Manufacturing Simulation Results
============================================================

Production Metrics:
  Lots released: 1008
  Lots completed: 987
  QT breaches: 23 (2.3%)

Cycle Time:
  Average: 142.3 minutes
  Min: 98.7 minutes
  Max: 312.5 minutes

Workstation Utilization:
  WS-1: 78.2%
  WS-2: 82.5%
  WS-3: 71.3%
  WS-4: 85.1%
  WS-5: 69.8%

Bottleneck: WS-4 (highest utilization)

Key Patterns Demonstrated

Multi-Step Routing

Lots follow a predefined sequence of steps, each at a specific workstation.

Time Constraints

Quality Time (QT) constraints enforce maximum elapsed time between steps.
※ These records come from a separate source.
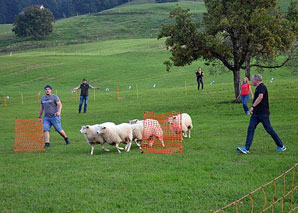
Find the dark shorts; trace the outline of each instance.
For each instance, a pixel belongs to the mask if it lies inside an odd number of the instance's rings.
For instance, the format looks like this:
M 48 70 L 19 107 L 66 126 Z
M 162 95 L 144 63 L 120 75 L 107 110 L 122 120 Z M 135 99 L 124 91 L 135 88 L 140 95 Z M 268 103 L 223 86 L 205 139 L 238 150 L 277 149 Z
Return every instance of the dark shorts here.
M 44 117 L 42 120 L 43 123 L 43 131 L 50 131 L 52 125 L 54 126 L 55 130 L 57 132 L 60 132 L 62 130 L 61 126 L 61 117 Z

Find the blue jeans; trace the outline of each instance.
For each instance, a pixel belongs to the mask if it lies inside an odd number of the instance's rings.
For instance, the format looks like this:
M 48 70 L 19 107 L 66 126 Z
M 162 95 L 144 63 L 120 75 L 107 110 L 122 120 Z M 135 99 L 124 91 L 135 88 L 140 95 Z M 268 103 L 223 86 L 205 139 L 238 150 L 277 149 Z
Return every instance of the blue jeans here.
M 60 132 L 62 130 L 60 116 L 44 117 L 42 120 L 42 123 L 43 123 L 43 131 L 50 131 L 52 126 L 54 126 L 57 132 Z
M 84 101 L 84 113 L 87 112 L 88 96 L 80 96 L 79 113 L 81 113 L 83 101 Z
M 271 126 L 269 114 L 253 114 L 250 117 L 248 130 L 247 130 L 247 137 L 246 137 L 246 149 L 249 150 L 252 140 L 254 137 L 255 129 L 257 128 L 259 123 L 262 123 L 264 126 L 264 129 L 267 131 L 269 135 L 273 138 L 276 146 L 283 147 L 283 143 L 277 133 L 274 131 L 274 129 Z
M 243 105 L 244 113 L 246 114 L 249 112 L 249 109 L 247 106 L 248 99 L 249 99 L 249 95 L 241 95 L 241 103 Z

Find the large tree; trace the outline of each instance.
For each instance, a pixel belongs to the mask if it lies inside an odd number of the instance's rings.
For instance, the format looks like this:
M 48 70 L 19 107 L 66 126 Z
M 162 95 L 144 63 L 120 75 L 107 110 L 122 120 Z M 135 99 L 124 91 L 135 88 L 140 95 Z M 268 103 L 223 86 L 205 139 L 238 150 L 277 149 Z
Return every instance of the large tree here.
M 43 6 L 30 6 L 21 12 L 13 24 L 12 31 L 19 37 L 40 40 L 53 31 L 54 16 Z
M 170 13 L 175 23 L 166 25 L 158 38 L 167 37 L 175 66 L 198 59 L 219 60 L 233 72 L 235 99 L 240 101 L 240 70 L 254 59 L 273 61 L 286 53 L 297 37 L 276 0 L 204 0 L 207 12 L 194 23 L 188 10 L 180 7 Z M 260 61 L 260 60 L 257 60 Z M 278 67 L 281 65 L 276 65 Z

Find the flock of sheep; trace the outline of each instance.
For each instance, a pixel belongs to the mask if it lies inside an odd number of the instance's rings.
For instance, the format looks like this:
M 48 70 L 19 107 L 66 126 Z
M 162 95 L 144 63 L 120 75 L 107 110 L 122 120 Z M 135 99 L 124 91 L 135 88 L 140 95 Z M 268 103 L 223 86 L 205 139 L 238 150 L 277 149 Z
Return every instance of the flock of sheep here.
M 193 128 L 192 119 L 189 114 L 182 113 L 168 118 L 168 124 L 172 134 L 182 135 L 190 138 L 190 131 Z M 182 124 L 182 125 L 181 125 Z M 100 144 L 106 152 L 110 150 L 104 147 L 105 143 L 115 146 L 119 153 L 121 150 L 130 151 L 132 141 L 141 149 L 142 141 L 148 140 L 148 145 L 153 146 L 155 138 L 165 147 L 163 130 L 160 123 L 154 119 L 130 120 L 129 123 L 116 125 L 113 122 L 82 126 L 80 130 L 88 144 L 91 145 L 91 155 L 94 152 L 94 145 Z M 125 148 L 119 146 L 124 143 Z

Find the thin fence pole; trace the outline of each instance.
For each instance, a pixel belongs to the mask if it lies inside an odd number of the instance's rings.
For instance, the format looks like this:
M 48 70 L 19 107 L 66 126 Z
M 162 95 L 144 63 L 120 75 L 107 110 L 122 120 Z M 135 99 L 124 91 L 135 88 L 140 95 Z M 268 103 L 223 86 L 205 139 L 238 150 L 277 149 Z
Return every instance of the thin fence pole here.
M 187 95 L 186 80 L 185 80 L 185 82 L 184 82 L 184 88 L 185 88 L 185 95 Z
M 56 90 L 56 95 L 58 96 L 58 90 Z
M 298 164 L 296 164 L 297 166 Z M 291 195 L 291 212 L 293 212 L 294 206 L 293 206 L 293 201 L 294 201 L 294 183 L 295 183 L 295 173 L 296 173 L 296 167 L 293 169 L 293 179 L 292 179 L 292 195 Z
M 40 104 L 40 93 L 37 92 L 37 103 Z
M 3 96 L 3 99 L 4 99 L 4 106 L 6 107 L 6 106 L 7 106 L 7 103 L 6 103 L 6 96 Z
M 76 90 L 76 103 L 78 103 L 78 90 Z
M 139 89 L 138 89 L 138 84 L 136 84 L 136 89 L 137 89 L 137 99 L 139 99 Z
M 120 101 L 120 92 L 119 92 L 119 88 L 117 87 L 117 99 L 118 101 Z
M 94 99 L 94 102 L 95 102 L 95 89 L 93 90 L 93 99 Z
M 21 92 L 21 100 L 22 100 L 22 104 L 24 104 L 24 96 L 22 92 Z

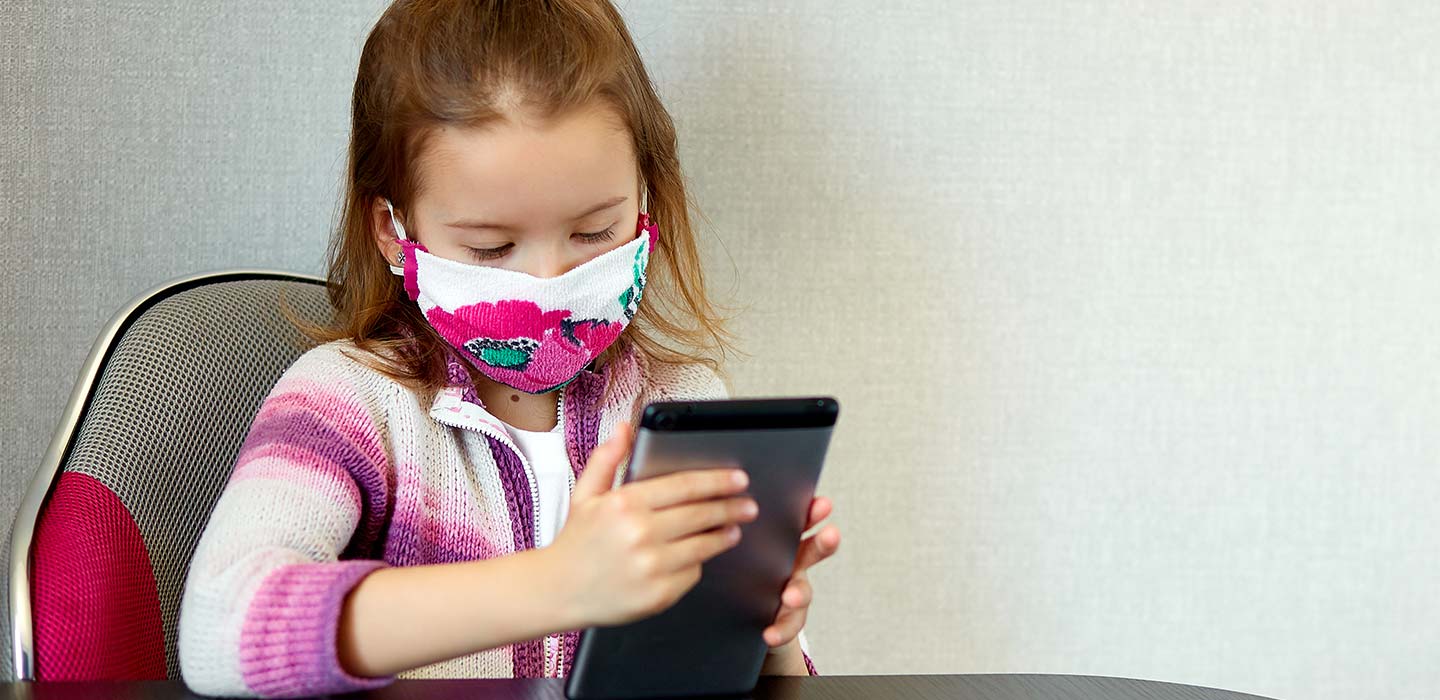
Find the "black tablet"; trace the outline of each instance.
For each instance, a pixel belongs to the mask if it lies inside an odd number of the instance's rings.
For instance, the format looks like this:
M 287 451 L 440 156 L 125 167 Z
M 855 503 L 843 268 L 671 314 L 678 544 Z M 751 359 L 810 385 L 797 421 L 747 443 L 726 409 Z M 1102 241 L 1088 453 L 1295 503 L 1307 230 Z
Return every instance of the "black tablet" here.
M 652 403 L 625 481 L 739 466 L 759 517 L 700 582 L 652 617 L 580 635 L 565 684 L 574 700 L 730 695 L 760 677 L 761 634 L 780 610 L 840 405 L 830 397 Z

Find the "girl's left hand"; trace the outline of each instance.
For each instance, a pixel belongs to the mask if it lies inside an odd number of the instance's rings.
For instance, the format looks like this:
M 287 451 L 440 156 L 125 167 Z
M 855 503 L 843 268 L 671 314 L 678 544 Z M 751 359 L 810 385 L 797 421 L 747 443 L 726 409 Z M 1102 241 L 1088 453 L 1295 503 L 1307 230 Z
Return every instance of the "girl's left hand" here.
M 808 532 L 829 517 L 833 508 L 828 498 L 811 499 L 810 517 L 801 532 Z M 805 627 L 805 614 L 810 610 L 810 601 L 814 597 L 806 570 L 829 558 L 839 548 L 840 529 L 834 525 L 828 525 L 800 541 L 800 549 L 795 553 L 795 568 L 790 572 L 790 580 L 785 583 L 785 588 L 780 593 L 780 611 L 775 614 L 774 622 L 764 631 L 765 643 L 772 652 L 777 647 L 794 641 Z

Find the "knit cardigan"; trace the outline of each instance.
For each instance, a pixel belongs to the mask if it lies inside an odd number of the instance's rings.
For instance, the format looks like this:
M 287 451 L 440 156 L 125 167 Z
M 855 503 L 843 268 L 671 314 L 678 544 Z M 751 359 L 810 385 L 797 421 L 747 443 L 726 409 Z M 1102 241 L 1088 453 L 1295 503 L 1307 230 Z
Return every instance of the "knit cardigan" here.
M 505 556 L 537 536 L 533 474 L 463 367 L 452 357 L 449 386 L 422 405 L 362 353 L 348 341 L 306 352 L 261 404 L 190 565 L 178 631 L 185 683 L 203 695 L 294 697 L 397 677 L 563 677 L 578 630 L 551 635 L 561 653 L 549 661 L 535 639 L 395 676 L 340 665 L 341 605 L 367 574 Z M 561 390 L 572 476 L 647 403 L 727 395 L 704 365 L 627 346 Z M 813 675 L 803 633 L 800 646 Z

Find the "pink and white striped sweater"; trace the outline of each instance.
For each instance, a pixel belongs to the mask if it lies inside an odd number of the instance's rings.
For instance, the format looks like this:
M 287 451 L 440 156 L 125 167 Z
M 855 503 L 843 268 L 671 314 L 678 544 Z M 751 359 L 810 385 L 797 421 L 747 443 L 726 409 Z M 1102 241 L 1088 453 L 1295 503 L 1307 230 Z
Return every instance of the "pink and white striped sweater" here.
M 555 659 L 536 639 L 398 676 L 340 666 L 340 607 L 366 574 L 504 556 L 533 548 L 537 531 L 533 473 L 464 370 L 452 359 L 451 386 L 422 405 L 356 361 L 360 352 L 343 341 L 310 350 L 261 405 L 191 562 L 179 620 L 186 684 L 205 695 L 287 697 L 396 677 L 566 675 L 578 631 L 552 635 Z M 646 403 L 726 395 L 703 365 L 654 362 L 633 347 L 583 371 L 559 405 L 572 474 Z M 813 674 L 803 633 L 800 642 Z

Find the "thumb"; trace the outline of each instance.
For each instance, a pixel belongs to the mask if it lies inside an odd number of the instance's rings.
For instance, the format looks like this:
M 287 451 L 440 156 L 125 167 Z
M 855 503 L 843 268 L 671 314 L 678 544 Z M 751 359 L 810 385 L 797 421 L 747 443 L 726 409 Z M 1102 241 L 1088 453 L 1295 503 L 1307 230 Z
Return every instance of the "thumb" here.
M 590 452 L 590 458 L 585 462 L 585 471 L 575 480 L 575 491 L 570 495 L 571 500 L 590 498 L 609 491 L 615 483 L 615 468 L 620 466 L 620 460 L 630 451 L 630 443 L 634 439 L 629 421 L 621 421 L 615 426 L 615 434 Z

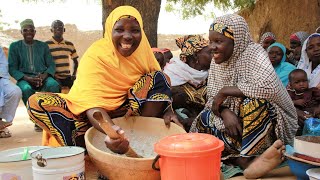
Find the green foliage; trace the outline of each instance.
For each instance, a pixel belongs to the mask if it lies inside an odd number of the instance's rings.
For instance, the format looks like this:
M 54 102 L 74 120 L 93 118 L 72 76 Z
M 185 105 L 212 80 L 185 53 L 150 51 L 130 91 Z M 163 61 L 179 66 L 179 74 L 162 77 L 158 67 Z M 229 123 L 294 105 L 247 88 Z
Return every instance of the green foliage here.
M 183 19 L 187 19 L 204 15 L 205 7 L 208 5 L 226 11 L 252 8 L 254 4 L 255 0 L 167 0 L 166 11 L 179 13 Z M 214 16 L 213 12 L 210 13 Z

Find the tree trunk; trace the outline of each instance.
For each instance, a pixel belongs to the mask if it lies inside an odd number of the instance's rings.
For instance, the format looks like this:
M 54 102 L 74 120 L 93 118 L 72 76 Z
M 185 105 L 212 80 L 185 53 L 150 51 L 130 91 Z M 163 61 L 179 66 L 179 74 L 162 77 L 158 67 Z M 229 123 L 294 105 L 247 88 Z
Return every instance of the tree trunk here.
M 130 5 L 135 7 L 141 14 L 144 32 L 151 47 L 157 47 L 158 18 L 161 0 L 102 0 L 102 26 L 110 12 L 118 6 Z

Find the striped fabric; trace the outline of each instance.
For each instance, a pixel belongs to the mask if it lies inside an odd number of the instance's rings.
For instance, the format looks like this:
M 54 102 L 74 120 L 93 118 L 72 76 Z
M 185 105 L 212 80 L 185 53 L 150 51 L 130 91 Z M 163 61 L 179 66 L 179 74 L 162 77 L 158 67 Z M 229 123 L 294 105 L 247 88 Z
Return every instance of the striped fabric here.
M 46 41 L 46 43 L 49 45 L 51 55 L 56 63 L 55 78 L 65 79 L 71 76 L 69 58 L 78 58 L 78 54 L 73 43 L 67 40 L 63 40 L 58 43 L 53 38 Z
M 210 110 L 201 113 L 197 121 L 198 132 L 209 133 L 225 144 L 222 159 L 230 157 L 252 157 L 262 154 L 276 140 L 274 126 L 277 115 L 275 108 L 264 99 L 246 98 L 239 108 L 239 117 L 243 123 L 242 137 L 234 139 L 219 130 L 210 121 L 214 114 Z

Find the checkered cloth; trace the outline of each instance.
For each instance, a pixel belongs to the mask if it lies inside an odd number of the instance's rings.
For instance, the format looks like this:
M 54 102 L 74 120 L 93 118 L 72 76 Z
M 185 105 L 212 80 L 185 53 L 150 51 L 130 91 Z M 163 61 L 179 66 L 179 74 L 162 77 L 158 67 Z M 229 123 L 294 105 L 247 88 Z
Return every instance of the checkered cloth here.
M 218 17 L 214 23 L 222 23 L 234 31 L 234 49 L 231 58 L 224 63 L 211 62 L 208 77 L 207 109 L 211 109 L 213 97 L 224 86 L 236 86 L 245 96 L 263 98 L 276 109 L 277 123 L 275 132 L 277 138 L 285 144 L 292 144 L 298 128 L 297 113 L 285 87 L 277 77 L 270 63 L 267 52 L 261 45 L 252 41 L 245 20 L 236 14 Z M 239 114 L 241 99 L 228 97 L 223 105 Z M 197 132 L 196 121 L 191 132 Z M 210 122 L 224 131 L 223 120 L 218 116 Z

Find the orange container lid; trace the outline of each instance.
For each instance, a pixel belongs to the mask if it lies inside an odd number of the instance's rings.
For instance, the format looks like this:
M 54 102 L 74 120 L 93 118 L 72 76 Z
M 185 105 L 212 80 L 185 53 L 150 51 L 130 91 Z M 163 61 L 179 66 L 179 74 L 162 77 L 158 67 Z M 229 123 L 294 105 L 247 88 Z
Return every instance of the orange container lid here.
M 167 136 L 154 145 L 159 155 L 171 157 L 195 157 L 220 153 L 224 143 L 211 134 L 186 133 Z

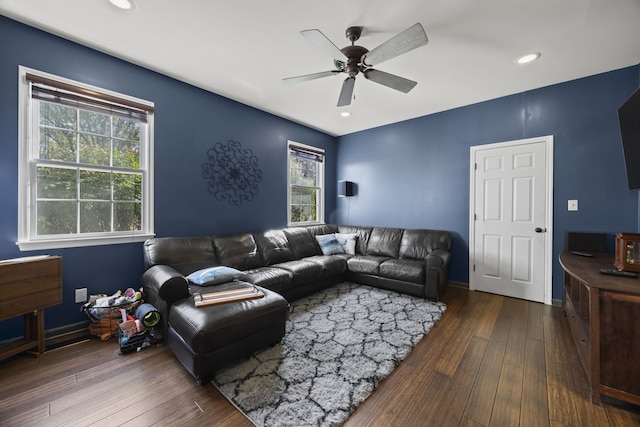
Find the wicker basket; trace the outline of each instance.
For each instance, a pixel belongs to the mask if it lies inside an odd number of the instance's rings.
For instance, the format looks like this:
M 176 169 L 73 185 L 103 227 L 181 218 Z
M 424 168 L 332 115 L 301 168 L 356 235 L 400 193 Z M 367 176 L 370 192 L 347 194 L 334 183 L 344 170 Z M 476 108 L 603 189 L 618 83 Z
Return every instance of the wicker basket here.
M 108 307 L 95 307 L 93 303 L 87 303 L 82 307 L 89 318 L 89 333 L 105 341 L 116 335 L 118 321 L 122 320 L 121 309 L 127 310 L 127 314 L 133 314 L 140 305 L 140 301 L 124 304 L 110 305 Z

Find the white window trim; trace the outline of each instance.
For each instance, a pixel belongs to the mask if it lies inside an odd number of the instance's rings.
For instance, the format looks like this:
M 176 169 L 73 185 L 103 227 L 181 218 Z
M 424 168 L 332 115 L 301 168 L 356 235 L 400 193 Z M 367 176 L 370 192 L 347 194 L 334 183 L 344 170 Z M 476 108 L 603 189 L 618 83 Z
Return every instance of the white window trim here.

Violations are tracked as breaches.

Parallel Resources

Each workstation has multiple tools (parallel servers) that can process lots simultaneously.

WIP Tracking

Work-in-progress is tracked at each workstation using TimeSeries statistics.

Extensions

Priority Dispatching

# Prioritize lots close to QT breach
def get_priority(lot: Lot) -> float:
    remaining_qt = self.get_remaining_qt(lot)
    return -remaining_qt  # Lower remaining time = higher priority

Machine Breakdowns

def schedule_breakdown(self, workstation):
    """Schedule random machine breakdown."""
    mtbf = self.rng.exponential(1000)  # Mean time between failures
    self.schedule(
        self.machine_failure,
        delay=mtbf,
        args=(workstation,)
    )

def machine_failure(self, workstation):
    """Handle machine failure."""
    workstation.server.set_down()
    repair_time = self.rng.exponential(30)
    self.schedule(
        self.machine_repair,
        delay=repair_time,
        args=(workstation,)
    )

Multiple Product Types

product_a = ProductType(
    name="ProductA",
    steps=[Step("WS-1"), Step("WS-2"), Step("WS-3")],
    qt_constraints=[QTConstraint(0, 2, max_time=60)]
)

product_b = ProductType(
    name="ProductB",
    steps=[Step("WS-1"), Step("WS-3"), Step("WS-4"), Step("WS-5")],
    qt_constraints=[QTConstraint(1, 3, max_time=90)]
)

Source Code

The complete source code is in simcraft/examples/manufacturing.py.